Roller coaster at Six Flags Over Texas

Judge Roy Scream is a wooden roller coaster located at Six Flags Over Texas in Arlington, Texas. It features a custom out and back layout designed to appeal to families as a starter/intermediate coaster.

Judge Roy Scream was introduced in 1980 as the park's first wooden roller coaster. Judge Roy Scream sits adjacent to the park's entry lake. Guests visiting Six Flags Over Texas must use a tunnel in the Goodtimes Square section to travel under the park's parking lot entrance road to get to the attraction. The name Judge Roy Scream refers to Judge Roy Bean, as implied by a sign in the line describing the 19th-century justice of the peace.

== History ==
On November 30, 1979, it was announced that Judge Roy Scream would be coming to Six Flags Over Texas. The ride opened on March 1, 1980 at a cost of $2.1 million. It was built by Marvin M. Black Co.
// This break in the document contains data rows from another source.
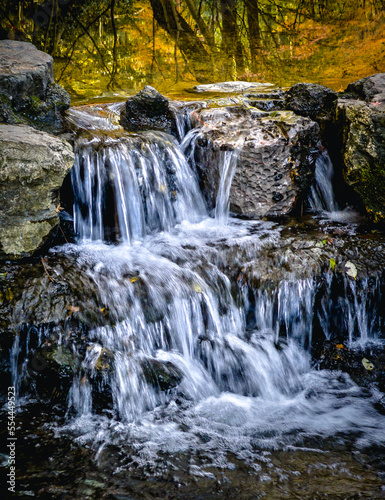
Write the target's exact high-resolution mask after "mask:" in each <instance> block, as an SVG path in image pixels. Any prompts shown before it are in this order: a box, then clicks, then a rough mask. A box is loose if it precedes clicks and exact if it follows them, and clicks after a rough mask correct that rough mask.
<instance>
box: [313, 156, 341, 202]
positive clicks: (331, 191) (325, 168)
mask: <svg viewBox="0 0 385 500" xmlns="http://www.w3.org/2000/svg"><path fill="white" fill-rule="evenodd" d="M333 177H334V169H333V164H332V162H331V160H330V157H329V154H328V152H327V151H324V152H323V153H322V154H321V155H320V156H319V157H318V158H317V160H316V166H315V179H314V182H313V184H312V186H311V189H310V194H309V204H310V208H311V209H312V210H313V211H314V212H322V211H324V210H325V211H326V212H334V211H336V210H338V204H337V202H336V199H335V195H334V189H333Z"/></svg>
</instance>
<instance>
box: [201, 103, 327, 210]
mask: <svg viewBox="0 0 385 500" xmlns="http://www.w3.org/2000/svg"><path fill="white" fill-rule="evenodd" d="M192 122H193V124H194V125H195V126H197V127H201V130H200V134H199V136H198V139H197V140H196V142H195V154H194V156H195V162H196V164H197V167H198V170H199V173H200V176H201V179H202V184H203V190H204V193H205V195H206V198H207V199H208V202H209V205H211V207H214V206H215V203H216V197H217V194H218V189H219V185H220V177H221V173H222V169H223V164H224V161H225V152H226V151H228V152H232V151H233V152H234V153H235V155H237V157H236V168H235V173H234V178H233V181H232V184H231V188H230V210H231V211H232V212H234V213H236V214H238V215H241V216H245V217H250V218H256V217H257V218H258V217H264V216H272V217H281V216H285V215H287V214H289V213H290V212H292V211H293V209H294V208H295V207H296V206H297V204H298V202H299V201H301V200H302V199H303V197H304V196H305V195H306V194H307V192H308V189H309V187H310V184H311V182H312V180H313V177H314V169H315V161H316V159H317V157H318V155H319V153H320V151H319V144H320V136H319V127H318V125H317V124H316V123H315V122H313V121H311V120H310V119H308V118H302V117H299V116H296V115H295V114H294V113H292V112H290V111H284V112H278V111H274V112H273V113H270V114H266V113H262V112H260V111H257V110H256V109H253V108H245V107H239V106H238V107H227V108H217V109H201V110H199V111H196V112H194V113H193V114H192Z"/></svg>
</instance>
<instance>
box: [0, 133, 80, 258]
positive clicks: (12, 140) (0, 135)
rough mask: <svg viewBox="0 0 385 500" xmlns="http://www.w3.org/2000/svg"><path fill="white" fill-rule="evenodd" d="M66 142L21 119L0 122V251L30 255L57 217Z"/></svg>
mask: <svg viewBox="0 0 385 500" xmlns="http://www.w3.org/2000/svg"><path fill="white" fill-rule="evenodd" d="M73 162H74V155H73V152H72V148H71V146H70V145H69V144H68V143H66V142H65V141H62V140H60V139H58V138H56V137H54V136H51V135H49V134H47V133H45V132H41V131H37V130H35V129H33V128H31V127H28V126H26V125H1V124H0V174H1V176H0V206H1V211H0V254H1V252H3V253H4V254H5V255H6V256H10V257H23V256H28V255H31V254H32V253H33V252H35V251H36V250H37V249H39V248H40V247H41V246H42V245H43V244H44V243H45V242H46V240H47V238H48V236H49V234H50V232H51V230H52V228H53V227H54V226H56V225H57V224H58V222H59V214H58V211H57V210H56V208H57V206H58V205H59V199H58V192H59V189H60V187H61V185H62V183H63V179H64V177H65V176H66V175H67V174H68V172H69V171H70V169H71V167H72V165H73Z"/></svg>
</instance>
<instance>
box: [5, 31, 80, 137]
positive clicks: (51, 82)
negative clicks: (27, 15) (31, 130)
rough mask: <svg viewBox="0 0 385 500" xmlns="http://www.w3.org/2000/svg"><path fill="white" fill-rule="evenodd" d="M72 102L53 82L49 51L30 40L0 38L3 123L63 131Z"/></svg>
mask: <svg viewBox="0 0 385 500" xmlns="http://www.w3.org/2000/svg"><path fill="white" fill-rule="evenodd" d="M69 105H70V96H69V94H68V92H67V91H66V90H64V89H63V88H62V87H60V85H57V84H56V83H55V82H54V76H53V59H52V57H51V56H50V55H49V54H46V53H45V52H42V51H40V50H38V49H37V48H36V47H35V46H34V45H32V44H31V43H27V42H19V41H15V40H0V123H10V124H18V123H24V124H27V125H30V126H33V127H34V128H37V129H39V130H44V131H46V132H51V133H55V134H58V133H62V132H63V131H64V128H63V121H62V115H63V113H64V111H65V110H66V109H68V108H69Z"/></svg>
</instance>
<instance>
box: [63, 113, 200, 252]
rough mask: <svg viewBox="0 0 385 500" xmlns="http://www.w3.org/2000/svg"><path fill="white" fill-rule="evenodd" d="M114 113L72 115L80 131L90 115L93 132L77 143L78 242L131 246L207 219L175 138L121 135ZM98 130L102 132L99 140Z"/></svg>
mask: <svg viewBox="0 0 385 500" xmlns="http://www.w3.org/2000/svg"><path fill="white" fill-rule="evenodd" d="M115 108H116V106H115ZM115 108H113V107H112V106H111V107H110V108H109V109H105V113H104V117H100V116H97V115H95V114H94V111H93V110H92V109H91V110H90V112H88V113H87V111H84V110H80V111H76V110H75V112H72V115H71V120H72V123H73V125H74V126H76V127H77V128H78V129H81V128H84V123H85V115H87V114H89V115H90V118H91V120H90V121H91V131H92V132H94V131H95V132H94V134H93V136H92V137H91V138H84V137H83V138H80V139H78V140H77V142H76V147H75V152H76V160H75V165H74V168H73V170H72V186H73V191H74V200H75V203H74V221H75V231H76V233H77V235H78V237H79V238H80V240H118V241H121V242H124V243H132V242H134V241H137V240H140V239H142V238H143V237H144V236H145V235H146V234H148V233H151V232H154V231H156V232H158V231H167V230H170V229H171V228H172V227H173V226H175V224H177V223H180V222H182V221H183V220H187V221H190V222H197V221H199V220H201V219H202V218H203V217H205V216H206V215H207V211H206V207H205V202H204V200H203V196H202V194H201V192H200V189H199V185H198V179H197V176H196V174H195V172H194V171H193V170H192V169H191V167H190V166H189V164H188V163H187V161H186V158H185V157H184V155H183V154H182V152H181V150H180V148H179V145H178V143H177V141H176V140H175V138H173V137H172V136H170V135H168V134H166V133H164V132H159V131H157V132H154V131H149V132H142V133H140V134H127V133H124V132H122V131H120V130H117V129H119V127H118V126H117V125H116V122H114V118H115V116H114V111H115ZM117 109H118V108H117ZM98 130H99V131H100V130H102V131H103V133H102V134H101V135H99V136H98V135H97V131H98ZM114 130H117V132H116V135H114V133H113V131H114ZM88 131H90V127H89V128H88ZM107 131H109V135H108V136H106V132H107ZM99 133H100V132H99Z"/></svg>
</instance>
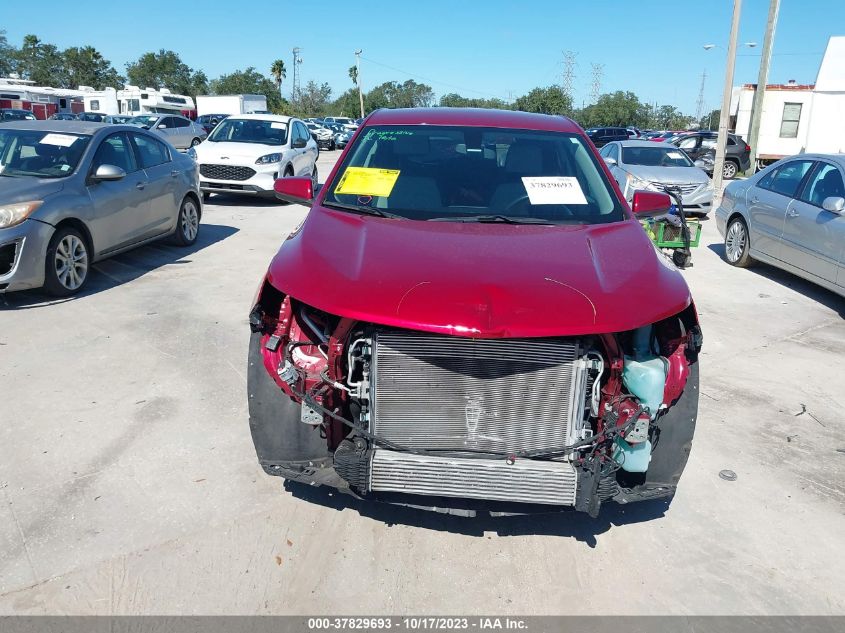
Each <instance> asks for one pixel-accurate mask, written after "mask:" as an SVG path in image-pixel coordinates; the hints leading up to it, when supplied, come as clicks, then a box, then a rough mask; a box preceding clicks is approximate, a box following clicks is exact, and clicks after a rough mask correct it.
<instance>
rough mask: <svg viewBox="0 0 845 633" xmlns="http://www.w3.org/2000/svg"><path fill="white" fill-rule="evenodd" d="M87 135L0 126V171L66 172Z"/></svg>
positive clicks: (43, 174) (72, 170) (86, 137)
mask: <svg viewBox="0 0 845 633" xmlns="http://www.w3.org/2000/svg"><path fill="white" fill-rule="evenodd" d="M90 140H91V137H90V136H84V135H80V134H66V133H64V132H62V133H57V132H49V131H42V130H10V129H5V130H0V175H2V176H36V177H38V178H64V177H65V176H70V175H71V174H72V173H73V172H74V170H75V169H76V166H77V165H78V164H79V159H80V158H82V154H83V152H84V151H85V148H86V147H87V145H88V142H89V141H90Z"/></svg>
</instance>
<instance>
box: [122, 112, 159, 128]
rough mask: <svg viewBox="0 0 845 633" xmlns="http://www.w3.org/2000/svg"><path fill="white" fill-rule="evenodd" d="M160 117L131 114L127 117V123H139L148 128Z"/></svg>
mask: <svg viewBox="0 0 845 633" xmlns="http://www.w3.org/2000/svg"><path fill="white" fill-rule="evenodd" d="M159 118H160V117H157V116H150V115H144V114H142V115H140V116H133V117H132V118H131V119H129V121H128V123H129V125H139V126H141V127H142V128H144V129H146V130H149V129H150V128H151V127H152V126H153V125H155V122H156V121H158V120H159Z"/></svg>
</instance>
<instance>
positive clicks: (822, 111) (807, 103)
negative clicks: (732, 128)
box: [730, 36, 845, 164]
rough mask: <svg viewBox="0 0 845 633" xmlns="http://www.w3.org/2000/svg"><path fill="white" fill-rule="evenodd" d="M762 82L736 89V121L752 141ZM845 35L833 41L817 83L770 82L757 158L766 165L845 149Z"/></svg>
mask: <svg viewBox="0 0 845 633" xmlns="http://www.w3.org/2000/svg"><path fill="white" fill-rule="evenodd" d="M756 89H757V86H756V84H745V85H744V86H741V87H738V88H734V89H733V94H732V99H731V115H732V116H731V125H730V127H731V128H733V130H734V131H735V133H736V134H738V135H739V136H742V137H743V138H744V139H746V140H748V139H749V136H750V131H751V107H752V102H753V101H754V93H755V92H756ZM843 113H845V37H843V36H837V37H831V38H830V40H829V41H828V43H827V49H826V50H825V53H824V57H823V58H822V62H821V65H820V67H819V72H818V75H817V78H816V83H815V84H807V85H802V84H796V83H795V82H789V83H787V84H774V85H771V84H770V85H767V86H766V93H765V95H764V97H763V114H762V116H761V118H760V136H759V139H758V142H757V148H756V150H757V158H758V160H760V161H761V162H762V163H763V164H768V163H771V162H773V161H775V160H779V159H781V158H783V157H784V156H791V155H793V154H800V153H802V152H822V153H837V152H845V114H843Z"/></svg>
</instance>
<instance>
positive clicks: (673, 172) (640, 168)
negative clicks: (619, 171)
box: [624, 150, 710, 183]
mask: <svg viewBox="0 0 845 633" xmlns="http://www.w3.org/2000/svg"><path fill="white" fill-rule="evenodd" d="M678 151H681V150H678ZM624 169H625V171H627V172H628V173H631V174H633V175H634V176H636V177H637V178H641V179H642V180H647V181H649V182H661V183H689V182H701V183H709V182H710V179H709V178H708V177H707V174H705V173H704V172H703V171H702V170H701V169H699V168H698V167H649V166H647V165H625V166H624Z"/></svg>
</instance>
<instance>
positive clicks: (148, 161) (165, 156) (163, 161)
mask: <svg viewBox="0 0 845 633" xmlns="http://www.w3.org/2000/svg"><path fill="white" fill-rule="evenodd" d="M132 140H133V141H135V147H137V148H138V156H139V157H140V159H141V167H143V168H148V167H155V166H156V165H161V164H162V163H166V162H169V161H170V152H169V151H168V150H167V147H166V146H165V145H164V143H162V142H161V141H159V140H158V139H154V138H151V137H149V136H147V135H145V134H133V135H132Z"/></svg>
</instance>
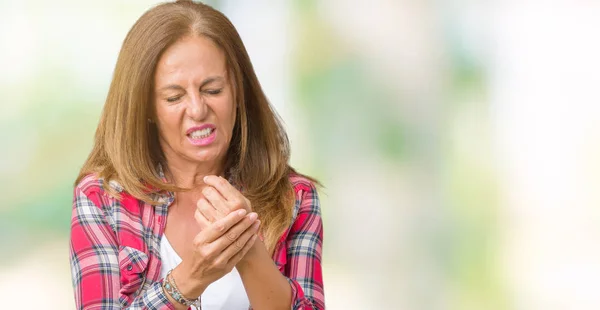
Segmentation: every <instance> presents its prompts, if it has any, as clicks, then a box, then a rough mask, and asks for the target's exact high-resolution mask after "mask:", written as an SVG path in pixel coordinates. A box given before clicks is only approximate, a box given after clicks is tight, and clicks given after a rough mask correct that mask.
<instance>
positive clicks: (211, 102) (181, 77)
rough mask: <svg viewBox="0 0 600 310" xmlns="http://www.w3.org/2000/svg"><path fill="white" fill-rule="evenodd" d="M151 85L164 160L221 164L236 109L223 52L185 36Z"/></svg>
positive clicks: (204, 38)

During the 1994 season, the park ran Judge Roy Scream with its trains facing backwards. Originally planned to occur for 10 weeks, it was retained for the remainder of the season following high demand.

In 2002, Chris Sawyer's RollerCoaster Tycoon 2 included the roller coaster as part of a larger Six Flags roller coaster tie-in.

In 2006, Six Flags over Texas hosted a 45-hour marathon ride on the Judge Roy Scream. There were a total of 19 contestants; ten from the American Coaster Enthusiasts and nine radio contestants.